Happy Valentine’s day ! 其の五

 「ヴィクセンちゃん?!」


 そこには、トナカイのヴィクセンちゃんが立っていた。

 ヴィクセンちゃんは、サンタクロースさんのところのトナカイさん。ヴィクセンは『メスのきつね』という意味。

 だから、同じきつねの名がつくきつねこちゃんとは、去年のクリスマスバイト以来、大の仲良しさんなの。
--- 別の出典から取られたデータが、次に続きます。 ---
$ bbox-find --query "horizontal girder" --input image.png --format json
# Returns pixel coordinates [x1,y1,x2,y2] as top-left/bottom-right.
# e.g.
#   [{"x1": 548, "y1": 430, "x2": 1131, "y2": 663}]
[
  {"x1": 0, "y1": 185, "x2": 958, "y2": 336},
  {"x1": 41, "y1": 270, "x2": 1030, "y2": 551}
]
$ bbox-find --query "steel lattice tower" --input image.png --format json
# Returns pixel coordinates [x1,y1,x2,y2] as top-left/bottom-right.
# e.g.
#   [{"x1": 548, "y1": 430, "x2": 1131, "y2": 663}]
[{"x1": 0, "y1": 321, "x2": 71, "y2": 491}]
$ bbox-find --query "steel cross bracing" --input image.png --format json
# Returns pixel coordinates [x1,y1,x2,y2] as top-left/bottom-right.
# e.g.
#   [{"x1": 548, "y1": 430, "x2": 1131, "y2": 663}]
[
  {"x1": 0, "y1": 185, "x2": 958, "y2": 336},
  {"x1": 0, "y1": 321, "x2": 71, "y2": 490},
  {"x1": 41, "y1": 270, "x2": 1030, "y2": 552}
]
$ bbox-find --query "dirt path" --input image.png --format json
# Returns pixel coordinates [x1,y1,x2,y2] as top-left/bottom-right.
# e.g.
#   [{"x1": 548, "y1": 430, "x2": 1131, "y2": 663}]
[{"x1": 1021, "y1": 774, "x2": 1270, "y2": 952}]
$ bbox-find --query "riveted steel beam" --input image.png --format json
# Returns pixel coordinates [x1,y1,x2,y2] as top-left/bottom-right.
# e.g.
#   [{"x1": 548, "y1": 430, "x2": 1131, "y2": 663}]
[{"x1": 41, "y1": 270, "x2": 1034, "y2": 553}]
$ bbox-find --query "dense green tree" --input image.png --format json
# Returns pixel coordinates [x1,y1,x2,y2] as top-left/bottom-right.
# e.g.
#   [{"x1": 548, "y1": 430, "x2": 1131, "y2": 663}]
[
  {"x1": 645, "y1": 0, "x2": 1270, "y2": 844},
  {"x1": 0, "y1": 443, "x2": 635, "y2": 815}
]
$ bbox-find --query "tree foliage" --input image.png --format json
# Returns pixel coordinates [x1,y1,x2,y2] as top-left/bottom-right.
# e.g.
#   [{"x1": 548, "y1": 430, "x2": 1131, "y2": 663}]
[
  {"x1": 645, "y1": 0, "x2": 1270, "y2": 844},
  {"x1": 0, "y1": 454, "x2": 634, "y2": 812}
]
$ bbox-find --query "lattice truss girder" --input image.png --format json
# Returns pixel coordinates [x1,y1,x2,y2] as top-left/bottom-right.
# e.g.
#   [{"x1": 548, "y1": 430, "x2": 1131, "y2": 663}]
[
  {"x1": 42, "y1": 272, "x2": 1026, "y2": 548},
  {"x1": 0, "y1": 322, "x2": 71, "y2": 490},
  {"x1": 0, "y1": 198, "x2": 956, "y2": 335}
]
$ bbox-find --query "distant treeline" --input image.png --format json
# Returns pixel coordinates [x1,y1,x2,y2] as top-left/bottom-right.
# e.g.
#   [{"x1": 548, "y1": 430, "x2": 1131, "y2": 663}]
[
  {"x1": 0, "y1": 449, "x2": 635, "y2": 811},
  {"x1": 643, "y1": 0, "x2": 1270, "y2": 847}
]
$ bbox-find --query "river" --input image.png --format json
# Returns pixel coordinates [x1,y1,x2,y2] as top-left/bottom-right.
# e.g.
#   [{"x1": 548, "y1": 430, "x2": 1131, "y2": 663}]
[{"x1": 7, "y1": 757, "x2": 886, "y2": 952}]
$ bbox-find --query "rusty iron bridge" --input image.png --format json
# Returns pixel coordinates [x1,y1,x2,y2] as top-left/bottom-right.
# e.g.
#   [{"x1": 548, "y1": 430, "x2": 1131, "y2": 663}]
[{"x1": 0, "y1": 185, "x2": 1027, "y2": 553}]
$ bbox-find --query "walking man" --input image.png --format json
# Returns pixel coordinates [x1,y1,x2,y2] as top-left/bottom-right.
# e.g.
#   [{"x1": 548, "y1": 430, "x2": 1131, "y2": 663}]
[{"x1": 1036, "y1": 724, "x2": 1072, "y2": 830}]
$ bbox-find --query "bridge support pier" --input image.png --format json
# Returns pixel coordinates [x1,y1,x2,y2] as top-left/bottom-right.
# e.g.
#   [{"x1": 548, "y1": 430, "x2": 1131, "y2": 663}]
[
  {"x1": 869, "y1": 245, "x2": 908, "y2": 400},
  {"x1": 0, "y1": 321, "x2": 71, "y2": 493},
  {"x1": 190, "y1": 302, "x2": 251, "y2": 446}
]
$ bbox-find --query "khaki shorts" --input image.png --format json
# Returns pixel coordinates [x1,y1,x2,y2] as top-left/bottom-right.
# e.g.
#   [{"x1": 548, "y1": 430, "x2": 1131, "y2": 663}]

 「集荷って、ヴィクセンちゃん、宅配便に転職したの?」


 「いやですよ、ミケちゃん。転職なんかしていませんよ。ブラウニーの頼みだから、サンタクロースさんの許可をもらって、やってきたんですよ」


 「ブラウニー? ケーキの頼み?」


 「妖精の方ですよ、ミケちゃん。ブラウニーは、サンタクロースの弟子だって聞いていませんでした? もっとも、見習いサンタじゃないブラウニーもいますけれどね」


 「お菓子屋さんのブラウニーは、サンタクロースさんのお弟子のブラウニーだから頼りになるんだって、このみちゃん言ってたでしょ。それも、聞いてなかったのね、ミケちゃんたら」

 きつねこちゃんが、笑った。


 あたしは、胸がいっぱいになった。


 「ほらほら、また、泣く。泣いてなんかいないで、早くカード書いて! バレンタインデー終わっちゃうよ」


 きつねこちゃんに言われて、あたしは、黒ちゃん宛てのカードにも、白ちゃん宛てのカードにも、「ありがとう! ずっと、ずっと大好き!」って、大きく書いた。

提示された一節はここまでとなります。